Virginia Gov. Ralph Northam said that leaders in Northern Virginia were “following the data” in determining not to move into Phase 1 of the reopening plan with the rest of the state.
The city of Alexandria and Arlington, Fairfax, Loudoun and Prince William counties, which make up most of Northern Virginia and all border either the District of Columbia or Maryland, have the state’s worst coronavirus case numbers. Local leaders told Mr. Northam in a letter that they weren’t ready to enter Phase 1 of reopening until at least May 29.

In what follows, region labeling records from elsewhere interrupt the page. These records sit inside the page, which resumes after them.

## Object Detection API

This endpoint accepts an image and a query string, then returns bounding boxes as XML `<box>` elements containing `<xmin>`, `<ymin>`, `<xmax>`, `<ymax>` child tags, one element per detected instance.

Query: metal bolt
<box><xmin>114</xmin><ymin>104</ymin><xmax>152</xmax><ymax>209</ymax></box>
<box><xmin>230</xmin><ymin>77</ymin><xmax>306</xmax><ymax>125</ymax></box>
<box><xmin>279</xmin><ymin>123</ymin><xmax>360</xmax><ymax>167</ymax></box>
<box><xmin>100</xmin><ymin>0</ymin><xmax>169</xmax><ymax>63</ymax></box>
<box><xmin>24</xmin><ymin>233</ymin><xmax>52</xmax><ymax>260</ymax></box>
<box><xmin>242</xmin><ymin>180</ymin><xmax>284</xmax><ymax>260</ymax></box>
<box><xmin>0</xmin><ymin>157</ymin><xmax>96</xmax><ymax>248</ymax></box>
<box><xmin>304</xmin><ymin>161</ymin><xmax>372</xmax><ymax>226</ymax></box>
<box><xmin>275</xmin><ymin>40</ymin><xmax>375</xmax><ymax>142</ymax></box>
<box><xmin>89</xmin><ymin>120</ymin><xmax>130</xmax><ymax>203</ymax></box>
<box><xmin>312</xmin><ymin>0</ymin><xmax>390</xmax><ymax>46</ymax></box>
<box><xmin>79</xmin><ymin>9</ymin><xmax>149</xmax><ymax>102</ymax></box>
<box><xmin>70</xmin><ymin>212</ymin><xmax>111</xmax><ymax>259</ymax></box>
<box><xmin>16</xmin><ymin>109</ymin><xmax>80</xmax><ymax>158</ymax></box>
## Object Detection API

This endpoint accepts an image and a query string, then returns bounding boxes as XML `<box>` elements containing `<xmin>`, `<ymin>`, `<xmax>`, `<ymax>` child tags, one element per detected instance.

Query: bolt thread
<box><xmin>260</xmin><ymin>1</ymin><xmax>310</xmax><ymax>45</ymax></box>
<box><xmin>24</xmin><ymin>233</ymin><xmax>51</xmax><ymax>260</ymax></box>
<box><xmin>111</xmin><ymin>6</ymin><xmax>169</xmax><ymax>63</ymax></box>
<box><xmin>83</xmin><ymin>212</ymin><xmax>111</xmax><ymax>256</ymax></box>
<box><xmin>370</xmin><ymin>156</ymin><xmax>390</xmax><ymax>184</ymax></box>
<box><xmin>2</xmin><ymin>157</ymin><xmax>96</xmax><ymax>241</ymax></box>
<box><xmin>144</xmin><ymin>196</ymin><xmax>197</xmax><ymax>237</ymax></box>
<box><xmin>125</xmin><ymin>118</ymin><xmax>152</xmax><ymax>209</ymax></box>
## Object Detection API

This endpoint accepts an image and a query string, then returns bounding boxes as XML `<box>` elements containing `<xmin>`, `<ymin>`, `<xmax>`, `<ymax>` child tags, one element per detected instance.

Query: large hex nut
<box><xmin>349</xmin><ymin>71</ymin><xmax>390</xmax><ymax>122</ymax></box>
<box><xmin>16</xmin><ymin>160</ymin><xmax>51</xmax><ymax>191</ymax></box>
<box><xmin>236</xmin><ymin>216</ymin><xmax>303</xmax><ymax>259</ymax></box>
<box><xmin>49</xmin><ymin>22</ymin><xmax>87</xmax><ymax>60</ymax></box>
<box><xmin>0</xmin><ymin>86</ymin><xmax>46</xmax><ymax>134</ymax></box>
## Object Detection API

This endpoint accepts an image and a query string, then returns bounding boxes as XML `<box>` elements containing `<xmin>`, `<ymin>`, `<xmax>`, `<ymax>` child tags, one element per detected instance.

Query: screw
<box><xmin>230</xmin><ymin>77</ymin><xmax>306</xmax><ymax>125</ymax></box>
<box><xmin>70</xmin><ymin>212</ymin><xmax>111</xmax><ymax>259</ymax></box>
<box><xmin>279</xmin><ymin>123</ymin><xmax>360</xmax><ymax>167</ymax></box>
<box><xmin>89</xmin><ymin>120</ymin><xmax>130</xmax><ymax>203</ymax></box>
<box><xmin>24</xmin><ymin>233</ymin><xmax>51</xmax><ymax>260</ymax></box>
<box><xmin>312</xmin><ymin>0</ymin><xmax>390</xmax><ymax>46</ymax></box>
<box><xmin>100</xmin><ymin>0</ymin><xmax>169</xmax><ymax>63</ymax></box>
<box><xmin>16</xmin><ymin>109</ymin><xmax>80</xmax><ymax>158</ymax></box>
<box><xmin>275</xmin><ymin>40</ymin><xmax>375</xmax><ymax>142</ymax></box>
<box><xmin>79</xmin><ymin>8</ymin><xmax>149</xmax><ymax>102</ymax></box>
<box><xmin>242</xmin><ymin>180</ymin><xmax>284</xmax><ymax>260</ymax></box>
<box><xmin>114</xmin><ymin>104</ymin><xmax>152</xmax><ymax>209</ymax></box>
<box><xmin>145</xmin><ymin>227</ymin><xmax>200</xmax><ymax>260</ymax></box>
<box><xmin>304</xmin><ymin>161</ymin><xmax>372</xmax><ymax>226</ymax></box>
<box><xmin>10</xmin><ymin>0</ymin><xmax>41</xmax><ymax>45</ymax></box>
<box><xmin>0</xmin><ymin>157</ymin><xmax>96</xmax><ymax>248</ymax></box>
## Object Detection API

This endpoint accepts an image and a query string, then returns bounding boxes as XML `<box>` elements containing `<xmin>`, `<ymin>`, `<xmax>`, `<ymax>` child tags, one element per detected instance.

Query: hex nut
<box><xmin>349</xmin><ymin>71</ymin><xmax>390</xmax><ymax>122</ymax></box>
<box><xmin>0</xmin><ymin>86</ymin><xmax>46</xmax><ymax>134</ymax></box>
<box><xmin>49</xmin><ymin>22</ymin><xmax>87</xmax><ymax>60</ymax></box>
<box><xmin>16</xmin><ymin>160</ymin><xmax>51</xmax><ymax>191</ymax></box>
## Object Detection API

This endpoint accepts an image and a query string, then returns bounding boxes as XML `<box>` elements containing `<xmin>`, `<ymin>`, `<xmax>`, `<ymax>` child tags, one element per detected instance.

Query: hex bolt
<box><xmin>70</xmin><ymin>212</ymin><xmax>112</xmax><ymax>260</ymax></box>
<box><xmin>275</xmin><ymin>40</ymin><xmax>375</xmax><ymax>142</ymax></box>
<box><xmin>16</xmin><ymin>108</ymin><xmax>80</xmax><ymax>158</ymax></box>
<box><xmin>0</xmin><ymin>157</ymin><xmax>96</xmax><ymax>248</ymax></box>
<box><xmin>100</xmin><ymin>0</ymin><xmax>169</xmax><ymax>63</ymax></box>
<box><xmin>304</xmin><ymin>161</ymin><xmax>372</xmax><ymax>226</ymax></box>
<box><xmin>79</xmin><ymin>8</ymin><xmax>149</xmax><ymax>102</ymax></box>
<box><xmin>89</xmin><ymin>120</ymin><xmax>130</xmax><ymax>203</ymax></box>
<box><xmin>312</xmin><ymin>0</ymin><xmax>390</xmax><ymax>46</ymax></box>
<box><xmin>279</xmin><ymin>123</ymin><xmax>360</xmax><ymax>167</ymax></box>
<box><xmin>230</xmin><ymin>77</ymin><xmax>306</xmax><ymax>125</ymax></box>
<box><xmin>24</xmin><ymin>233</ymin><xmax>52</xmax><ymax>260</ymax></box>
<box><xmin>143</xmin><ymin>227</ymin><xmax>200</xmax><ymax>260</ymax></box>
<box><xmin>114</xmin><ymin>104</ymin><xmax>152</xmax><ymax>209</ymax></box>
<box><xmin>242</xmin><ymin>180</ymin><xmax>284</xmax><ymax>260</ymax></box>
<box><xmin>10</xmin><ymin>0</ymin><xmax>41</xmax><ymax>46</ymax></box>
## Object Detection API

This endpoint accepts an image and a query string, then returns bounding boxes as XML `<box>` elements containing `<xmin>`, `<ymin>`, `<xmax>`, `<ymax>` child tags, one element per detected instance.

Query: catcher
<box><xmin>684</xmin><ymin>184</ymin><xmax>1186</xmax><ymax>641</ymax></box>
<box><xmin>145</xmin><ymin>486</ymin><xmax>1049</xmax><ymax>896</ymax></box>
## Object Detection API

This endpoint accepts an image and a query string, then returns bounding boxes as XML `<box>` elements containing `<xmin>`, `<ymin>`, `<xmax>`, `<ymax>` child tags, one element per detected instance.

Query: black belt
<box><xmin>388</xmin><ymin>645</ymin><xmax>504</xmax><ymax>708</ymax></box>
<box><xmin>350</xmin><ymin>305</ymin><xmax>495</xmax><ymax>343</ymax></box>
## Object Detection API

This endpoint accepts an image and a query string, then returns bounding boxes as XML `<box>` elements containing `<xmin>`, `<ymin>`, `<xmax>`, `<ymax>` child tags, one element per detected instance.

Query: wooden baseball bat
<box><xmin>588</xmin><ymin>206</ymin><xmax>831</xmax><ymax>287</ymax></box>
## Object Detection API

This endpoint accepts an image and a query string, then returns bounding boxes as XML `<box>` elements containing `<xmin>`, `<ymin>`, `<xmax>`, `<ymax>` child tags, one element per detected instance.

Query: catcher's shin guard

“We haven’t set any particular timeline,” the Democratic governor said. “We will continue to follow that daily. We will be in communication with those (local) leaders, and when they are comfortable, and when the data supports a movement into Phase 1, we will do so.”
Virginia reported 32,908 total cases of COVID-19 as of Wednesday, with 3,979 hospitalizations and 1,074 deaths, out of an estimated population of 8.5 million. Fairfax County alone made up roughly one-quarter of those victims with 8,163 cases, along with 302 deaths.
Most of the state entered the first phase of an economic reopening on May 15, though a statewide state of emergency remains in effect through June 10.
Phase 1 in Virginia allows places of worship and nonessential retail establishments — including restaurants and bars with outdoor seating, barbershops and salons — to open at 50 percent capacity.
Mr. Northam also said he did not have a timeline in mind for when to move Virginia into Phase 2 of the reopening plan.
“The earliest would be two weeks from when we went into Phase 1,” he said. “But again, we’re following the different metrics that we’ve outlined previously. But I haven’t set a specific time to make that announcement yet.”